Professors Hill, Painter & Ponomarenko Take on Key Leadership Roles in ALI Projects
The American Law Institute has, for nearly a century, brought together federal and state judges, prominent lawyers, and law professors to clarify and simplify the law, and secure the better administration of justice. ALI projects include Restatements, primarily addressed to courts, Principles, primarily addressed to legislatures, administrative agencies and private actors, and Codes, intended to be enacted by legislatures. One ALI project was the Model Penal Code, which became the foundation for criminal law in more than half of the United States. Twenty seven Minnesota Law faculty members are part of this prestigious organization.
Three Minnesota Law professors—Claire Hill, Richard Painter, and Maria Ponomarenko—have all taken on key leadership roles as associate reporters for three different ALI projects.
“Compliance is a very important topic right now,” says Hill, especially given the many well-publicized compliance failures. It is a subject of great interest to companies and their lawyers, and to regulators. Hill had primary responsibility for the chapter on compliance risk management, which considers how compliance risk should fit into a company’s overall management of all of its risks.
“The field of compliance is growing rapidly,” said Hill. “As a law professor, I’m especially excited about all of the excellent employment opportunities it can provide for students.”

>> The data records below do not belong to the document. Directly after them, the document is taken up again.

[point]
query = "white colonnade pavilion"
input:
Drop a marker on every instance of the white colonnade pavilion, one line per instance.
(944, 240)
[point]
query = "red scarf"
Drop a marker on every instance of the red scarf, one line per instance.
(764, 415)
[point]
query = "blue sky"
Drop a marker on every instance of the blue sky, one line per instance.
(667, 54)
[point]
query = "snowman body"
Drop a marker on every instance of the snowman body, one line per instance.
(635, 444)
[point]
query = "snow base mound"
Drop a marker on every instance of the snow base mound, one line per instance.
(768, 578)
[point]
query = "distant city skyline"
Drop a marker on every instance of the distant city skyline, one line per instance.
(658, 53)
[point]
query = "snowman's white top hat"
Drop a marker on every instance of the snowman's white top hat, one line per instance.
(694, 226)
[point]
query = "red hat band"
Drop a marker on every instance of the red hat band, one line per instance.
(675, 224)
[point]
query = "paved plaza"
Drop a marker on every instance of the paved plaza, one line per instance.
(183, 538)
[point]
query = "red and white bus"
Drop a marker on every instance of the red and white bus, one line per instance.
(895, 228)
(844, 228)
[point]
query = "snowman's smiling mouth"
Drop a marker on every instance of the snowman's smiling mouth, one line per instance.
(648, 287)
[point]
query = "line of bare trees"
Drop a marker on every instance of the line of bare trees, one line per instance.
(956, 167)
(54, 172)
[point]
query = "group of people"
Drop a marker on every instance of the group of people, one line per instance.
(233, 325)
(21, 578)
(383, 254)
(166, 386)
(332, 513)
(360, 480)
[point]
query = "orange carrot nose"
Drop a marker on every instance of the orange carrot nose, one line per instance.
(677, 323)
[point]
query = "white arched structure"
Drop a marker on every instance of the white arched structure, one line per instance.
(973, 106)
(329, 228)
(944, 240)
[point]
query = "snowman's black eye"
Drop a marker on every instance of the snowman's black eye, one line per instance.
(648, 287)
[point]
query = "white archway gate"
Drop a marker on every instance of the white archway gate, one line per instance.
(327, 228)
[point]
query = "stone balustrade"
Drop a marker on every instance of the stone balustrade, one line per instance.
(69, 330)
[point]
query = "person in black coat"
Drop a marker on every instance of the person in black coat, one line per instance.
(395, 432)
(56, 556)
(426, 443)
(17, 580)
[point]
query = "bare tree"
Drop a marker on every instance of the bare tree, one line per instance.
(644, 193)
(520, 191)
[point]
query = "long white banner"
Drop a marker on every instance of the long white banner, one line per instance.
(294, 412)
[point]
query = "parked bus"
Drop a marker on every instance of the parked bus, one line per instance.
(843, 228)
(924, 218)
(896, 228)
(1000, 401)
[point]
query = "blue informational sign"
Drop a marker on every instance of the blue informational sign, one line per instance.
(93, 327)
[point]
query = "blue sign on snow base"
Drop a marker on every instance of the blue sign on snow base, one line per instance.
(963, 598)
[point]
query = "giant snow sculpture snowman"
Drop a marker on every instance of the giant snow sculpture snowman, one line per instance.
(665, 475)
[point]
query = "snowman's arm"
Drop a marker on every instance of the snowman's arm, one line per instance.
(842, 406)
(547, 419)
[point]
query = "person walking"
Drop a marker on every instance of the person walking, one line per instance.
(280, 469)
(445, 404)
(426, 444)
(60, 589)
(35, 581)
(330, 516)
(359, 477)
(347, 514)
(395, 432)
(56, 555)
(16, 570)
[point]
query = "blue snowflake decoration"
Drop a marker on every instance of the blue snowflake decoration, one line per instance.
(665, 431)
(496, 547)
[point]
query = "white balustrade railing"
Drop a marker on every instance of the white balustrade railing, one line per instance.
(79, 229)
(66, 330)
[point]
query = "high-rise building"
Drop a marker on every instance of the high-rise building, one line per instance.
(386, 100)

Hill says she especially enjoyed incorporating into her work insights from the psychological literature on how risk arises, why it’s hard to detect, and what to do about it.
‘Real-World Punch’
Professor Ponomarenko is an associate reporter on ALI’s Principles of the Law, Policing project. Twelve of the project’s 14 chapters have been approved by the ALI membership.
As Ponomarenko characterizes it, “The goal of this project is to establish a set of principles for regulating all aspects of policing—ranging from searches and seizures and the use of force, to internal and external accountability systems. It’s a comprehensive set of guidelines to make sure policing is equitable, effective, and minimally harmful.”

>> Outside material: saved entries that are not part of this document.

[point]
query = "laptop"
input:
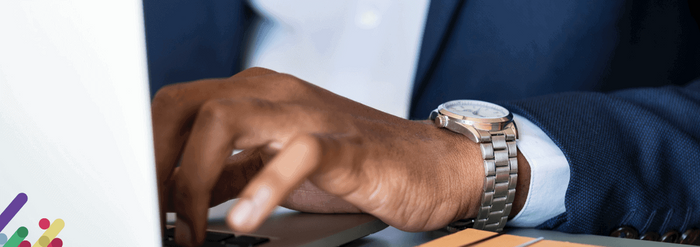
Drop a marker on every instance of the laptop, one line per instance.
(76, 147)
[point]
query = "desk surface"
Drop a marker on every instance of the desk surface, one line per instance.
(394, 237)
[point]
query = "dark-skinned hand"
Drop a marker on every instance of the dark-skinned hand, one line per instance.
(307, 149)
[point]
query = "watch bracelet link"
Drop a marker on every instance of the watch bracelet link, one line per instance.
(501, 175)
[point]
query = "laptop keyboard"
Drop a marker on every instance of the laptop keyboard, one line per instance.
(218, 239)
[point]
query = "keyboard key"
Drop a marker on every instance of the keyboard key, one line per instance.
(245, 241)
(218, 236)
(170, 232)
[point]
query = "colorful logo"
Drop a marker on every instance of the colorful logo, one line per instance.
(48, 239)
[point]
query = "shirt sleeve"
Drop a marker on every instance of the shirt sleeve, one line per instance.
(549, 175)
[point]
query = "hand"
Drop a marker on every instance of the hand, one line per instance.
(409, 174)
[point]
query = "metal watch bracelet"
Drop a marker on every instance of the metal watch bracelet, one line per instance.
(501, 170)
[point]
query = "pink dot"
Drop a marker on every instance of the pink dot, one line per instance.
(56, 242)
(44, 224)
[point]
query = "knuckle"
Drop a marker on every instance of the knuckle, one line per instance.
(213, 111)
(167, 96)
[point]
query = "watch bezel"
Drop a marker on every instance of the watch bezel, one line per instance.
(479, 123)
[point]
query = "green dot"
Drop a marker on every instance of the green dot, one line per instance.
(22, 232)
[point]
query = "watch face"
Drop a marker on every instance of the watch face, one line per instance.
(476, 109)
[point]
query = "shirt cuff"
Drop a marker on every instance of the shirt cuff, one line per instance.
(549, 175)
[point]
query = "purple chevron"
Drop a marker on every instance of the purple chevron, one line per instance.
(12, 210)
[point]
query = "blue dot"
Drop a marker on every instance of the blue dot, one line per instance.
(3, 238)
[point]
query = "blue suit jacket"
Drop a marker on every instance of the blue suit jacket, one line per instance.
(608, 81)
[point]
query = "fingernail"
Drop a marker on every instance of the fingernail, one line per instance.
(183, 235)
(242, 212)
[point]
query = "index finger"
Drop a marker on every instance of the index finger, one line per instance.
(172, 123)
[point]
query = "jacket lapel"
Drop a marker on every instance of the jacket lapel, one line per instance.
(441, 15)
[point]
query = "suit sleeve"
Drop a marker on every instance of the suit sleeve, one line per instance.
(634, 157)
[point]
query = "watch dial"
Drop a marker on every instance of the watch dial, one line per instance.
(476, 109)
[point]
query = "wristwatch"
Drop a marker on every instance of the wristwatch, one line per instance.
(493, 128)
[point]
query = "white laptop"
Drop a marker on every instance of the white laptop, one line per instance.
(76, 149)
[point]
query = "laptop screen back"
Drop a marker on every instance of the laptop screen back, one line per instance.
(76, 151)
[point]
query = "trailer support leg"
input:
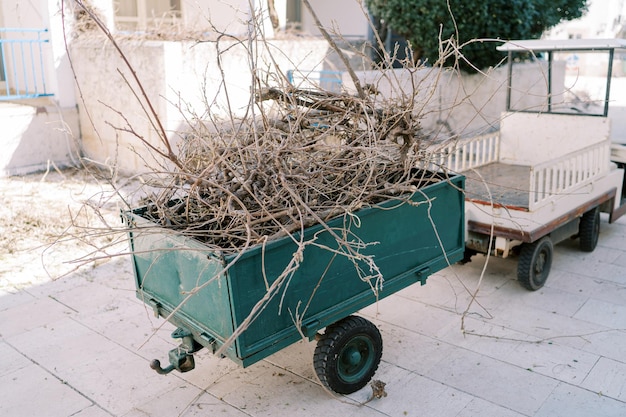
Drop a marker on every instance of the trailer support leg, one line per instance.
(181, 358)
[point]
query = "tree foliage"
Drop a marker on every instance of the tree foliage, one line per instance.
(470, 22)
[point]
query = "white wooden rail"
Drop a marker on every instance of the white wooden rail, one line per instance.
(567, 174)
(464, 154)
(548, 181)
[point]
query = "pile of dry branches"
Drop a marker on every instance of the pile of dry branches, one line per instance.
(321, 155)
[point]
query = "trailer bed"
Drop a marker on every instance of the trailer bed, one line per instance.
(504, 185)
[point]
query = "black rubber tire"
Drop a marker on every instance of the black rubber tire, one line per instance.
(589, 230)
(348, 354)
(534, 263)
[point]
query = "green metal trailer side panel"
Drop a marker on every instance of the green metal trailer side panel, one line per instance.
(191, 287)
(326, 287)
(182, 275)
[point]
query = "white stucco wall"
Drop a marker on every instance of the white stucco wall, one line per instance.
(184, 81)
(450, 104)
(37, 136)
(346, 17)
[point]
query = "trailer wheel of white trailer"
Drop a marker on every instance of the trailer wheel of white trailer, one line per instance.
(589, 229)
(534, 263)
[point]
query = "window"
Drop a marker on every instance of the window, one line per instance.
(145, 14)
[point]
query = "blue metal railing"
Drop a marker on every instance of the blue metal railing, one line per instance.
(22, 70)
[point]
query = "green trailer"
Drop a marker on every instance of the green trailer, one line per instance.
(245, 307)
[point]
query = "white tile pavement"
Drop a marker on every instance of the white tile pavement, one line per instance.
(80, 346)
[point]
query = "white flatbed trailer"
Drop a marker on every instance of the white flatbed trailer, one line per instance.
(544, 177)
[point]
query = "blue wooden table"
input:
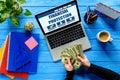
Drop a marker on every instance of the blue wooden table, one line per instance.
(105, 55)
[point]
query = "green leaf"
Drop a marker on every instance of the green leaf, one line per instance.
(3, 16)
(3, 0)
(19, 11)
(9, 3)
(15, 6)
(2, 6)
(15, 20)
(22, 1)
(27, 13)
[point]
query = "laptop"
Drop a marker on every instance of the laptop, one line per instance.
(62, 28)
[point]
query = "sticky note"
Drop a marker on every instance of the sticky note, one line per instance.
(31, 43)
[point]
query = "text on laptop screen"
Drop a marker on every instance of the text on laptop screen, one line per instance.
(60, 17)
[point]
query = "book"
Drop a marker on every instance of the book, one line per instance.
(108, 11)
(1, 57)
(3, 69)
(23, 52)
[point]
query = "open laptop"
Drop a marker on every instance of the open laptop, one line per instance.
(62, 28)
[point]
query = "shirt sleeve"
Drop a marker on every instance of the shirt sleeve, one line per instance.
(69, 75)
(106, 73)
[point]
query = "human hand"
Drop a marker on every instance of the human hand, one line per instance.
(68, 65)
(84, 60)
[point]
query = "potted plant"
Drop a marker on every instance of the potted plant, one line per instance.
(12, 9)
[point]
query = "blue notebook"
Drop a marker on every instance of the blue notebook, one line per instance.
(23, 52)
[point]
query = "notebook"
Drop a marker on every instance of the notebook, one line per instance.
(4, 63)
(23, 52)
(62, 28)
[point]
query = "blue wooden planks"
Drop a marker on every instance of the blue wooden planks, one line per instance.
(106, 55)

Professor Painter’s project, which focuses on government ethics, began in 2009. Significant portions of the draft have already been approved by ALI’s membership, and additional chapters will be presented to the membership at this year’s annual meeting. Professor Kevin Reitz was the reporter on the Model Penal Code: Sentencing, a project that obtained final approval at the 2017 Annual Meeting.
“These projects are sources of model legislation or summaries of existing law across various areas,” explains Ponomarenko. “They aren’t binding, but they’re influential.”
The use of force principles from Ponomarenko’s project were used as the basis for legislation adopted in California in 2019, as well as individual agency policies.
Ponomarenko is also spearheading a national project, in partnership with the Policing Project at New York University Law School, to draft model legislation based on the ALI policing principles. “If we want the principles adopted into law, we have to provide a foundation of model legislation,” she says. “That ultimately may be the piece that has the most real-world punch.”
—By Dan Heilman, a Twin Cities-based freelance writer.